Y Cao1, P M Schlag, U Karsten.   

Abstract

Epithelial mucins are present at the apical membranes of gastrointestinal epithelial cells or in their secretions. In this study, we examined the occurrence of peptide epitopes of the mucins MUC1 and MUC3 and of three mucin-associated glycotopes (TF, Tn, and s-Tn) in a series of colorectal tissue samples (normal colon, adenomas with different grades of dysplasia, carcinoma in situ, and invasive carcinomas). A new monoclonal antibody to a conformation-dependent peptide epitope of MUC1 was employed, which does not react with the fully glycosylated mucin as found in normal gastrointestinal mucosa.

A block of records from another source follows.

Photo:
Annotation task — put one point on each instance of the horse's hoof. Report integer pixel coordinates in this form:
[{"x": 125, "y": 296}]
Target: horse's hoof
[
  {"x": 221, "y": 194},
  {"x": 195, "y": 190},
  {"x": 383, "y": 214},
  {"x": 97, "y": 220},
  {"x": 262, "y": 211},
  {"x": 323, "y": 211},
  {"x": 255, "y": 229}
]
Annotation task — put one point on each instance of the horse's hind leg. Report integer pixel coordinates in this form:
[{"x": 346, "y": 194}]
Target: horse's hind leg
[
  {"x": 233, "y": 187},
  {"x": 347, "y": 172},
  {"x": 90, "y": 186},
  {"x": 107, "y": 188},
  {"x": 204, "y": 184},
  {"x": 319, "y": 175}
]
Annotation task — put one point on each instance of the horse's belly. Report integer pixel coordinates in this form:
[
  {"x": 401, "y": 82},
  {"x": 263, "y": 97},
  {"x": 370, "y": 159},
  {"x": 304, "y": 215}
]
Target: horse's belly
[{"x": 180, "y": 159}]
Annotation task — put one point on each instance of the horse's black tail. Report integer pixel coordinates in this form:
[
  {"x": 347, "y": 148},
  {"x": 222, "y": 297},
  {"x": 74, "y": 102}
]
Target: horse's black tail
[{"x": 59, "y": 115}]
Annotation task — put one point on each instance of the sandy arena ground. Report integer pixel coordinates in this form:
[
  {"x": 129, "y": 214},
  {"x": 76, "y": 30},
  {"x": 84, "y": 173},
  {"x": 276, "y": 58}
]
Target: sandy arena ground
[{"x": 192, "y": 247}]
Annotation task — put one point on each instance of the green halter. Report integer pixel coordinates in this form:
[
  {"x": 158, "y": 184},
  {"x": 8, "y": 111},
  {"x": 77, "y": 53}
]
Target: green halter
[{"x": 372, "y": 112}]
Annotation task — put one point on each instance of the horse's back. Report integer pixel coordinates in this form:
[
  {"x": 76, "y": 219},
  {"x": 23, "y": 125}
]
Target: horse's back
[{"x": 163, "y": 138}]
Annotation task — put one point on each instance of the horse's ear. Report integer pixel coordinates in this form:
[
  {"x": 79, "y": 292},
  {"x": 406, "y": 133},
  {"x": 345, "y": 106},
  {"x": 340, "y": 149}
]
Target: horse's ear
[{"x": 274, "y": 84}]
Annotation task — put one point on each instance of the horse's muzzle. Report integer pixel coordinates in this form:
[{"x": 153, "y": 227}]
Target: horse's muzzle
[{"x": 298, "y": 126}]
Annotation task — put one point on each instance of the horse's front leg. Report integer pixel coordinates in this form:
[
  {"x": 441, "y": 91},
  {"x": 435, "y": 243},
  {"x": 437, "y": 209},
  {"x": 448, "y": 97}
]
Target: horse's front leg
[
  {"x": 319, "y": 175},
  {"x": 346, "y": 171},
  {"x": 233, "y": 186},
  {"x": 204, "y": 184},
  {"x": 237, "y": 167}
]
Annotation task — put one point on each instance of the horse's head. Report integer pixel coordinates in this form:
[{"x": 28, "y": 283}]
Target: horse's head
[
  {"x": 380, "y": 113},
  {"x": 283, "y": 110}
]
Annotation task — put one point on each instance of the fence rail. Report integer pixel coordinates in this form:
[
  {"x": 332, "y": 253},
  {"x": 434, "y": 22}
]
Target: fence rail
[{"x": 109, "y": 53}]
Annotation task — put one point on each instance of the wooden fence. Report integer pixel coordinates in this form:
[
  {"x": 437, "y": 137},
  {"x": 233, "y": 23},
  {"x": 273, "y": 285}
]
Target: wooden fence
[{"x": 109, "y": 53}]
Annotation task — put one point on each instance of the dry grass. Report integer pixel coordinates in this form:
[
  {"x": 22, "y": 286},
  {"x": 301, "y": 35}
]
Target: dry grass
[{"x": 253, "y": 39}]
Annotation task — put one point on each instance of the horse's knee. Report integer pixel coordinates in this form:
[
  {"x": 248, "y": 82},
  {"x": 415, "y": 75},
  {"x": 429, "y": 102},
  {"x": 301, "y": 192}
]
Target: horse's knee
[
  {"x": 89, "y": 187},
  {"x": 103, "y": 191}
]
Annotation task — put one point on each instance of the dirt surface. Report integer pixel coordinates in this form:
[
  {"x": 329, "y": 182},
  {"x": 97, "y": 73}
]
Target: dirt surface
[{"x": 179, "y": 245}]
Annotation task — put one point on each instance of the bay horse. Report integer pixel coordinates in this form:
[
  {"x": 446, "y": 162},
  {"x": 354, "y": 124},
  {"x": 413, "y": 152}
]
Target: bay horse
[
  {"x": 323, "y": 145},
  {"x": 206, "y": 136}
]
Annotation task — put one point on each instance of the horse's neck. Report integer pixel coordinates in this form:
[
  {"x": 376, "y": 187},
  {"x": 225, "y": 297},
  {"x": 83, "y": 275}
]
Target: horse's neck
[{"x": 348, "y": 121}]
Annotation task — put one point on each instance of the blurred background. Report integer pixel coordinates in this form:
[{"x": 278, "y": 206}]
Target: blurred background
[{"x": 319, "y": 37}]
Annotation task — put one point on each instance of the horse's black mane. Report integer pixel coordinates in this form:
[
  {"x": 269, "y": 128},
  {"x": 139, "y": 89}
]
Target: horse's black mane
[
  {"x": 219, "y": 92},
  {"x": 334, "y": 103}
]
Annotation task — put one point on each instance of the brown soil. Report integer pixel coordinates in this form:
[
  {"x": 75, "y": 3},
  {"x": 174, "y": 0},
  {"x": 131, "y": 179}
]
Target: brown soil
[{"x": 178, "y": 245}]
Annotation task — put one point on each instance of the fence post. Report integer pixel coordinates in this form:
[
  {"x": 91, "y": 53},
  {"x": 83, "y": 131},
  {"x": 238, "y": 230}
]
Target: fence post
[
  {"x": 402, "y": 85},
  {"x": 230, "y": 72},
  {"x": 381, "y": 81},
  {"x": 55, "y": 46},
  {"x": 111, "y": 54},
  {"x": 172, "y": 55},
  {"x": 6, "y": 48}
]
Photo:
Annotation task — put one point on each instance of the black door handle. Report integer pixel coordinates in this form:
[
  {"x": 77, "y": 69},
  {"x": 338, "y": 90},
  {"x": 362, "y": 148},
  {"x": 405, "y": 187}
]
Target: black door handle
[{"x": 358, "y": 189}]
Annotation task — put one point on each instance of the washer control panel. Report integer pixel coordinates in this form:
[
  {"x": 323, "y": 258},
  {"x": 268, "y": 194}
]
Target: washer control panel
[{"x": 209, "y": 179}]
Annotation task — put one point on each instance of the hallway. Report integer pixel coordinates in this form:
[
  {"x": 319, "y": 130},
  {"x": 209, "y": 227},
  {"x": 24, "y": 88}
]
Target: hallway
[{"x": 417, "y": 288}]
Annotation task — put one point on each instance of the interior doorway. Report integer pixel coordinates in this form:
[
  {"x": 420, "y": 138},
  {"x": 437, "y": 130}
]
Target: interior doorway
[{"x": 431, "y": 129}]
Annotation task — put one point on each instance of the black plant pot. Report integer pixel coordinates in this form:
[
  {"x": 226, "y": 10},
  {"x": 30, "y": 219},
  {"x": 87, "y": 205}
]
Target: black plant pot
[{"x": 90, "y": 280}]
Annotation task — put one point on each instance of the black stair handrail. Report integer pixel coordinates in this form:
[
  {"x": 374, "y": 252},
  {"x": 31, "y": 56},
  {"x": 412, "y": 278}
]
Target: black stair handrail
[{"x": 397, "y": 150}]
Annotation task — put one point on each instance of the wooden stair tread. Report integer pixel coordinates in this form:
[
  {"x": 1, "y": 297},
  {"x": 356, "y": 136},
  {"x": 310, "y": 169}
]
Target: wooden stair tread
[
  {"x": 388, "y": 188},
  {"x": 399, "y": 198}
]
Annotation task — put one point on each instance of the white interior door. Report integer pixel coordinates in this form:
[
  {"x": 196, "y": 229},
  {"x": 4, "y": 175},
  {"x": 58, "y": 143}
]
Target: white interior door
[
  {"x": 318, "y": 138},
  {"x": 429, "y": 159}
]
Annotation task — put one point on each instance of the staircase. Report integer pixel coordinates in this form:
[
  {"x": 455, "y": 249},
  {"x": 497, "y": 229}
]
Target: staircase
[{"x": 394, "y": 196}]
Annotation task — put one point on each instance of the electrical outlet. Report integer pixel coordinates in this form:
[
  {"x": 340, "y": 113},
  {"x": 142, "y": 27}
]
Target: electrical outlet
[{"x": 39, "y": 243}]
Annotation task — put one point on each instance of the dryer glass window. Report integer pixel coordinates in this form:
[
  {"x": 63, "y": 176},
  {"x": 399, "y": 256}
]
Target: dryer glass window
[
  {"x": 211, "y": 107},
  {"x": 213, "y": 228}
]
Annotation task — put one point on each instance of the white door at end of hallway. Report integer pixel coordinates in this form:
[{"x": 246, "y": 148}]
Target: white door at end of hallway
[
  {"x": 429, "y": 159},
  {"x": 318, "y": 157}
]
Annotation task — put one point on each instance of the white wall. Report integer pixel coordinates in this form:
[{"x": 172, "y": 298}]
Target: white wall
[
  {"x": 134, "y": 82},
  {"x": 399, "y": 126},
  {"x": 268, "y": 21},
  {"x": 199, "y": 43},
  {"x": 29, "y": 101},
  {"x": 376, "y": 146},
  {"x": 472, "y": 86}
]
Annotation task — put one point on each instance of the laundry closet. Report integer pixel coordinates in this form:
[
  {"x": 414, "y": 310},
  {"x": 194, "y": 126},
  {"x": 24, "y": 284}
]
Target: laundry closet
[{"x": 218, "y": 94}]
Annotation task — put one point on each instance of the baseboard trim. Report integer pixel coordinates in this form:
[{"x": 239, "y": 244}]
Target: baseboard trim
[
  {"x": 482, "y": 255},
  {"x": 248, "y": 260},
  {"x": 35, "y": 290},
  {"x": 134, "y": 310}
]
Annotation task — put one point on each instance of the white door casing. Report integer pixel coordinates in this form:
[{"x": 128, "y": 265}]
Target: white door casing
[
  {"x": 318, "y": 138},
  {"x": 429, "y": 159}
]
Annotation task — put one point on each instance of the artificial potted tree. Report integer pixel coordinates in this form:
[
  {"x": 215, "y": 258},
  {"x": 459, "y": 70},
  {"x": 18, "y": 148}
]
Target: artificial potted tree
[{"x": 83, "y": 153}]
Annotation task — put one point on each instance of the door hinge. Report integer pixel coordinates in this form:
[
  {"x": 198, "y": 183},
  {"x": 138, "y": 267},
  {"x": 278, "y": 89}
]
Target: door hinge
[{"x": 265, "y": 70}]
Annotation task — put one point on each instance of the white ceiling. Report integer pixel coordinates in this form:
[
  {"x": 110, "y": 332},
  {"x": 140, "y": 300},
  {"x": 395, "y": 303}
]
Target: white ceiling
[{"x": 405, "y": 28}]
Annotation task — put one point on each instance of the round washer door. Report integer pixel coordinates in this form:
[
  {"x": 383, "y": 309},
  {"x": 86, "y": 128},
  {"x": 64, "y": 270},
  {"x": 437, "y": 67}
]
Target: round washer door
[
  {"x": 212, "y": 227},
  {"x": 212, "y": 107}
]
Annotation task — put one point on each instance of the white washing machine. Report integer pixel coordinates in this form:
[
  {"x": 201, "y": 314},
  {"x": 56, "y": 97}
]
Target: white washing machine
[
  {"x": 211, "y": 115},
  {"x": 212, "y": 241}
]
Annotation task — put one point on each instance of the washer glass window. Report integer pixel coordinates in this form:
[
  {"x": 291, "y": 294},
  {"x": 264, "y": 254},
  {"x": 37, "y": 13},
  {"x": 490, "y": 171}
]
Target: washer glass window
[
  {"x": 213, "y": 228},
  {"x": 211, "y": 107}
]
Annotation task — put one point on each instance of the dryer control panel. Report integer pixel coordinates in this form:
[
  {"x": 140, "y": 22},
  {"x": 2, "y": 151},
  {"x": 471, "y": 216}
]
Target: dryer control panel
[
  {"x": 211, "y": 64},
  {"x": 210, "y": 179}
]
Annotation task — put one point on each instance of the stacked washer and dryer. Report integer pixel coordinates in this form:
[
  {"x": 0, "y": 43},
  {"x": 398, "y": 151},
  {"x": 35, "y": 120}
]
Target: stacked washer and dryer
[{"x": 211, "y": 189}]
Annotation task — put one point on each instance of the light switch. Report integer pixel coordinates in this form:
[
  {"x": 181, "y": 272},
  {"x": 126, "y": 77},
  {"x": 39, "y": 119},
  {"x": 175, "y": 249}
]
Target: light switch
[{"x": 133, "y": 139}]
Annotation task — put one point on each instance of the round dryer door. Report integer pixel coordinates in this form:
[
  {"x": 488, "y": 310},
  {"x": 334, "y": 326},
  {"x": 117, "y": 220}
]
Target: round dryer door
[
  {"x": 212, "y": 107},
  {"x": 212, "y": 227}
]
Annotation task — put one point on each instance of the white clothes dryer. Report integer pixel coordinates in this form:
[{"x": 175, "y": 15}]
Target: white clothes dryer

We found that adenomas acquired the ability to expose Tn, s-Tn, TF and MUC1 epitopes, and this correlated with increasing malignant potential. The secretory mucin, MUC3, revealed a different pattern: it was detectable in all sections, with maximum expression in adenomas and decrease in carcinomas. Most importantly, normal mucosa and benign lesions showed supra-nuclear and/or apical distribution of these antigens, but malignant lesions and lesions with a very high risk of malignancy revealed diffuse cytoplasmic and basolateral membrane localization. The immunohistological response to a combination of MUC1-related antibodies may assist in assessing the malignant potential and status of lesions of the colon.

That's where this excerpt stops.